A chief step in the progress of the prolongation of the onset of CSP latency may be the ischemic aspect owing to the A–V fistula [14] Some authors propose the existence of severe carpal tunnel syndrome accompanying polyneuropathy in hemodialysis patients [15]. There is an excessive probability that the small unmyelinated nerve fibers stay extra sensitive to ischemia than the large myelinated fibers [16].

This study demonstrates the correlation between CSP with hemodialysis duration and KT\V. There is a statistically negative correlation was detected between CSP onset latency on the AVF side and a positive correlation with KT\V on non AVF side. In addition, there was a statistically negative correlation noted between CSP end and HD duration on the AVF and non-AVF side. There was a statistically negative correlation observed between CSP duration with HD duration on the AVF side and other side (Table 2).
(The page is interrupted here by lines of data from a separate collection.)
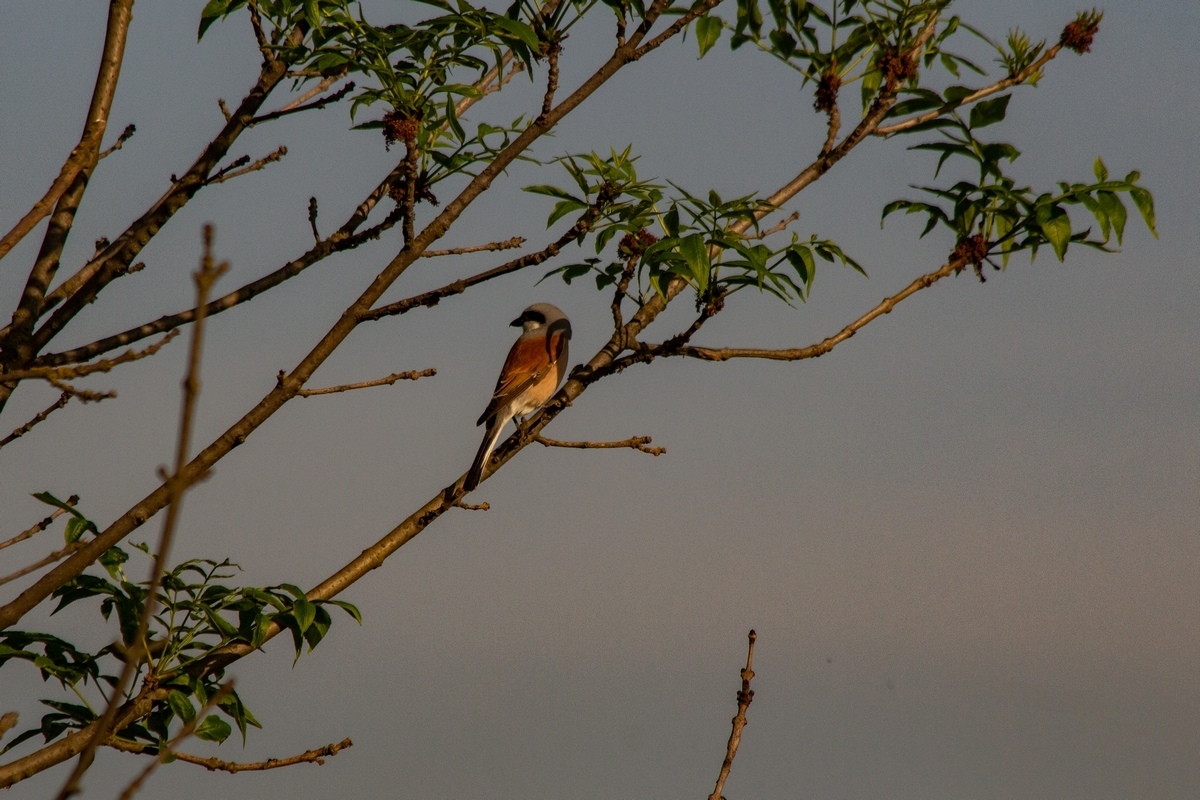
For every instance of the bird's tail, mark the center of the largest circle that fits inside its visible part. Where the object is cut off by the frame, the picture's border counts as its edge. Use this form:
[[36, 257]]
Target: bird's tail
[[475, 473]]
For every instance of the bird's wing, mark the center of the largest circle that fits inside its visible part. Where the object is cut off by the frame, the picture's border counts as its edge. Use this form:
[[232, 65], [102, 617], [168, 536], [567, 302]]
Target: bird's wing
[[528, 362]]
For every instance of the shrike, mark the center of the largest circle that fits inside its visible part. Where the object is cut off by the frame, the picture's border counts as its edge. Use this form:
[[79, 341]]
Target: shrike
[[531, 377]]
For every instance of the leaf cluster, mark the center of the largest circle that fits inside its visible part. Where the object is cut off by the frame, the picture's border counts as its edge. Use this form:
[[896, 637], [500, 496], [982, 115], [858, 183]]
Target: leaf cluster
[[197, 614], [1009, 216]]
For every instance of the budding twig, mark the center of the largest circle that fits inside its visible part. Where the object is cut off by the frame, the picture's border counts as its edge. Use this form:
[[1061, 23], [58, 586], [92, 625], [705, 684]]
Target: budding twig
[[739, 721], [633, 443], [413, 374]]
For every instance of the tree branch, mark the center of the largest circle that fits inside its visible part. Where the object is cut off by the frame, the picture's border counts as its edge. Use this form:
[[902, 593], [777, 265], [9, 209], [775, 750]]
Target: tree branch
[[295, 107], [342, 240], [40, 527], [508, 244], [214, 764], [435, 296], [1000, 85], [634, 443], [413, 374], [745, 696], [67, 190], [59, 373], [64, 398], [175, 485], [229, 172], [126, 134]]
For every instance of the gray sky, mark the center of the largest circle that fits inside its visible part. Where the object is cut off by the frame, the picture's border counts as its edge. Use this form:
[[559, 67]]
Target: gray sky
[[967, 539]]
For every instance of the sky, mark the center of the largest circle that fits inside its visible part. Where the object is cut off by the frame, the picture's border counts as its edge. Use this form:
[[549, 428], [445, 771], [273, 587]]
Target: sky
[[967, 537]]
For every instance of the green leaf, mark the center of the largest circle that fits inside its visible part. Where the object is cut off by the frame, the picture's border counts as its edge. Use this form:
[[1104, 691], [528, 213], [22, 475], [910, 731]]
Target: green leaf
[[181, 705], [112, 560], [519, 30], [708, 31], [349, 608], [1055, 226], [214, 728], [989, 112], [304, 612], [75, 529], [210, 13], [695, 252], [1115, 211], [1145, 203]]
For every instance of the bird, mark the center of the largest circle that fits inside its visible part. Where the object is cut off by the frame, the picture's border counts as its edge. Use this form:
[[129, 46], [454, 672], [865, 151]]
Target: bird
[[529, 377]]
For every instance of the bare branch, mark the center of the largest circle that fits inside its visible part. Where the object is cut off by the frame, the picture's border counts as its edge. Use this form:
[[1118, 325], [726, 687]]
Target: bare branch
[[55, 374], [435, 296], [979, 94], [177, 483], [508, 244], [676, 26], [40, 527], [231, 172], [294, 107], [82, 395], [214, 764], [65, 194], [64, 398], [828, 343], [413, 374], [126, 134], [185, 733], [634, 443], [42, 561], [775, 229], [745, 696], [551, 50], [343, 239], [256, 22]]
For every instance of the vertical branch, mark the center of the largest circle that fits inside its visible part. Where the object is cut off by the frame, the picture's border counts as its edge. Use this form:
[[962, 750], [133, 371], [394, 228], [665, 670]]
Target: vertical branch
[[175, 486], [67, 190], [744, 697]]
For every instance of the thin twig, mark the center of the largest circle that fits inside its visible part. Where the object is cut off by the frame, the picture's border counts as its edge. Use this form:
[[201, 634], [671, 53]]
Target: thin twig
[[831, 342], [745, 696], [633, 443], [325, 83], [229, 173], [317, 756], [177, 485], [979, 94], [551, 49], [82, 395], [69, 372], [256, 22], [508, 244], [185, 733], [64, 398], [40, 527], [57, 555], [7, 722], [312, 218], [435, 296], [774, 229], [294, 107], [413, 374], [130, 130]]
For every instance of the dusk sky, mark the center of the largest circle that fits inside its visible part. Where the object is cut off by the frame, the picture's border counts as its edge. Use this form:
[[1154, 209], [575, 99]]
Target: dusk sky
[[969, 537]]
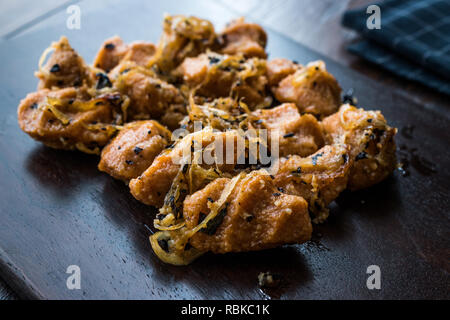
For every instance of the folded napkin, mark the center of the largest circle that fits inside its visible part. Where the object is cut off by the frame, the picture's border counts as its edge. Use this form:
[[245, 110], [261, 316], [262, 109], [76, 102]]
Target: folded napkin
[[413, 42]]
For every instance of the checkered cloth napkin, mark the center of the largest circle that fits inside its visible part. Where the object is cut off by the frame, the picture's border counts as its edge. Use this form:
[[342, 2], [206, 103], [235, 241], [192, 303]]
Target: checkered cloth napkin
[[413, 42]]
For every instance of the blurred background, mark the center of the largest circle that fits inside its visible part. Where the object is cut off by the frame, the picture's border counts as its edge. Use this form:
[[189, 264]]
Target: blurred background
[[316, 24]]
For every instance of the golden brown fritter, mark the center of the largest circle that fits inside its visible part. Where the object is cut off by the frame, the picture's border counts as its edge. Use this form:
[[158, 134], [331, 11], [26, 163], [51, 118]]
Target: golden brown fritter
[[129, 154], [70, 118], [312, 89], [300, 135], [319, 178], [241, 37], [278, 69], [153, 185], [214, 75], [150, 97], [182, 37], [255, 216], [65, 68], [111, 52], [371, 141]]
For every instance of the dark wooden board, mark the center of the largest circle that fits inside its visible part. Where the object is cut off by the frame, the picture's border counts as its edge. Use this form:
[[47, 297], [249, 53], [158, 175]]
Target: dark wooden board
[[57, 210]]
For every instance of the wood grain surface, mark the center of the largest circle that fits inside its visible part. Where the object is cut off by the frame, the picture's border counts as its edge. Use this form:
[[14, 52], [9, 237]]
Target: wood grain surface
[[58, 210]]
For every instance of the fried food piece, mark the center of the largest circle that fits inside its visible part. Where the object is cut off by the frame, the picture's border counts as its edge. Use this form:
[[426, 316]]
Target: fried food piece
[[65, 68], [255, 216], [278, 69], [129, 154], [312, 89], [111, 52], [182, 37], [241, 37], [70, 118], [214, 76], [319, 178], [151, 98], [299, 135], [371, 141], [114, 50], [153, 185]]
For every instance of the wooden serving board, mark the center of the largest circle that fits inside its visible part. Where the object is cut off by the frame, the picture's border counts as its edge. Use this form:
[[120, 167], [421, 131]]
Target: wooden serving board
[[57, 209]]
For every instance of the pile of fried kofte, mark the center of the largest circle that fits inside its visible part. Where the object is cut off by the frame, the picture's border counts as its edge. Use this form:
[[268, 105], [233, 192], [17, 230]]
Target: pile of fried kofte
[[128, 104]]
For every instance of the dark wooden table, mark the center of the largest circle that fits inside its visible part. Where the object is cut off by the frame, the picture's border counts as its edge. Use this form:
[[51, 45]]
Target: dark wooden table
[[315, 24]]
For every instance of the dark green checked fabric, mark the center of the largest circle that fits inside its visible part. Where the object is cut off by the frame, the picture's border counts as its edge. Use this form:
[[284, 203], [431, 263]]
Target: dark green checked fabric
[[413, 42]]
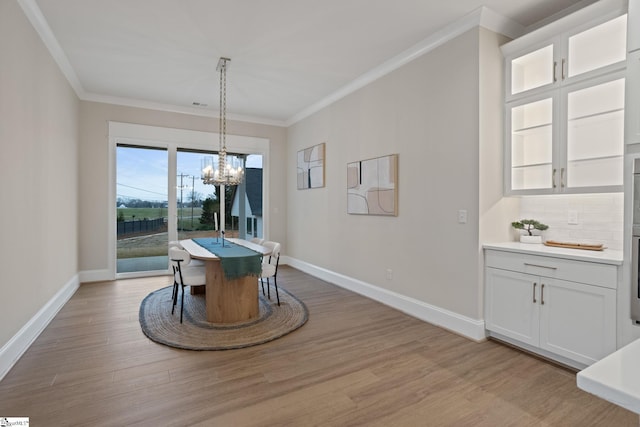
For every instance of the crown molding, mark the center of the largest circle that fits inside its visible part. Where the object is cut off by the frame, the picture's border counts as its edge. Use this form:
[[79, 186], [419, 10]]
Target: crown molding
[[482, 16], [39, 23], [170, 108]]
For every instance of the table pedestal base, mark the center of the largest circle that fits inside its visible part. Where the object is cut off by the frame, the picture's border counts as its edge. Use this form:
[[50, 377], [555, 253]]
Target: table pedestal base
[[230, 301]]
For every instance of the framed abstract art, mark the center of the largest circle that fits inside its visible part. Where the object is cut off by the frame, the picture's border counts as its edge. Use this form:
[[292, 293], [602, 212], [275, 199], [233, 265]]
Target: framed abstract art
[[310, 167], [372, 186]]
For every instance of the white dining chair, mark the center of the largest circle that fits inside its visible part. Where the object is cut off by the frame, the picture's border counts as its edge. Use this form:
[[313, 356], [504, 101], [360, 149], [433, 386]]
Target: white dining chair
[[194, 262], [270, 267], [184, 274]]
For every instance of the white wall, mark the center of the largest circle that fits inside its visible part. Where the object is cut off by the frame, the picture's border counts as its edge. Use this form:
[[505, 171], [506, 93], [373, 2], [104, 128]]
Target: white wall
[[428, 112], [39, 174]]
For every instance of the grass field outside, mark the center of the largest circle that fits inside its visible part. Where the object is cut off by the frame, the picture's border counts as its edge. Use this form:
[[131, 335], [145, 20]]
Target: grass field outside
[[155, 243]]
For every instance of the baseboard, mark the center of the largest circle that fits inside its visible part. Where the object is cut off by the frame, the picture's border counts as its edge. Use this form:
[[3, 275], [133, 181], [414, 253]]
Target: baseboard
[[459, 324], [96, 276], [11, 352]]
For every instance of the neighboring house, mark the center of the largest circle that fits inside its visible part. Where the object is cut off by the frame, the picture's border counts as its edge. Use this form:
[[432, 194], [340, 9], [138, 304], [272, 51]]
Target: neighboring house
[[253, 202]]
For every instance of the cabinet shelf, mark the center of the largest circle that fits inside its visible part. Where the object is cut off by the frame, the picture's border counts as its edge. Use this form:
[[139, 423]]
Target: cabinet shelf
[[605, 115], [546, 127], [530, 165]]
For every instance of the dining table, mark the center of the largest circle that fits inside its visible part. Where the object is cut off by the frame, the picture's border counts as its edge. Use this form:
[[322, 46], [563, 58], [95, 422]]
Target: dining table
[[228, 300]]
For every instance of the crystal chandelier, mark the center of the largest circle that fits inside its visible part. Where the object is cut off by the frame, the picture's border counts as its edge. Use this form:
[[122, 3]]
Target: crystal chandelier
[[229, 169]]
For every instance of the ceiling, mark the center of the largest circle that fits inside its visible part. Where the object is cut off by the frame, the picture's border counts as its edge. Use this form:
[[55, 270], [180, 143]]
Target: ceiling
[[286, 55]]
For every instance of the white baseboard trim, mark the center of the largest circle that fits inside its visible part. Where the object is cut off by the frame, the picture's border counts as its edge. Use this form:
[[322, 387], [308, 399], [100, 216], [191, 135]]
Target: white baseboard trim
[[11, 352], [96, 275], [457, 323]]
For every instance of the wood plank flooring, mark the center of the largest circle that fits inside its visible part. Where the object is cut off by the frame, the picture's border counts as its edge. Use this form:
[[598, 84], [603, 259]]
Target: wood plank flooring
[[355, 362]]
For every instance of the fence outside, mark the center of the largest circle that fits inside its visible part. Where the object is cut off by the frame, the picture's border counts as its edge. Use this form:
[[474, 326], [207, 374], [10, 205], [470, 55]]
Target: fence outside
[[138, 226]]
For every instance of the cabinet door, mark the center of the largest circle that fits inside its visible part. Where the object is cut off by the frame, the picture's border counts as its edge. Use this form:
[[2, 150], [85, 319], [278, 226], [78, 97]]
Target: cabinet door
[[633, 30], [531, 70], [601, 47], [595, 134], [530, 145], [632, 98], [511, 306], [577, 321]]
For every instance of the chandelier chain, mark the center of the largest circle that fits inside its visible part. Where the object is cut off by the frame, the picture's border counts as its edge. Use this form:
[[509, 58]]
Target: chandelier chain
[[229, 171]]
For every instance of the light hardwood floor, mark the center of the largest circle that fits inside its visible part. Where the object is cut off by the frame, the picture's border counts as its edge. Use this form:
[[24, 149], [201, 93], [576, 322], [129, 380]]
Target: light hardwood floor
[[355, 362]]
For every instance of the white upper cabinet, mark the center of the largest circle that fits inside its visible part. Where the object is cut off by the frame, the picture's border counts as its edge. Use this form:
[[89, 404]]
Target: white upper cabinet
[[564, 105], [633, 34]]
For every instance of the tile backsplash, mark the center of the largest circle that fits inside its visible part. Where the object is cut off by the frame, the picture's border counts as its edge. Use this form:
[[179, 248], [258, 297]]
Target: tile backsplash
[[600, 217]]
The stepwise linear regression analysis of the possible predictors of hemodialysis duration as a dependent variable and other possible independent predictors. AVF CSP duration was a significant negative predictor for longer hemodialysis duration. Conversely, the non-AVF CSP duration had a strong positive prediction of longer hemodialysis duration (Table 3).the stepwise linear regression analysis of the possible predictors of hemodialysis duration as a dependent variable and other possible independent predictors (Table 4) These signify that the duration of CKD influences the level of nerve fiber damage

A study by Tirić-Čampara and colleagues [16] included 35 healthy volunteers and 38 consecutive hemodialysis patients. The results of the study established that in patients with A–V fistulas, a significant prolongation of the onset CSP latency was attained (p<0.001); however, CSP's duration remained unchanged. And concluded that in patients undergoing hemodialysis, the significant impairment of small nerve fibers was documented. The evaluation of small nerve fibers helps to determine how well the peripheral nervous system functions as a whole.

Conclusion

Hemodialysis patients should undergo regular neurophysiological testing to check for small nerve fiber affection. In particular, measuring the cutaneous Silent period provides a quick and noninvasive way to rule out small A-delta nerve malfunction. In addition, less nerve injury results from hemodialysis's increased efficiency.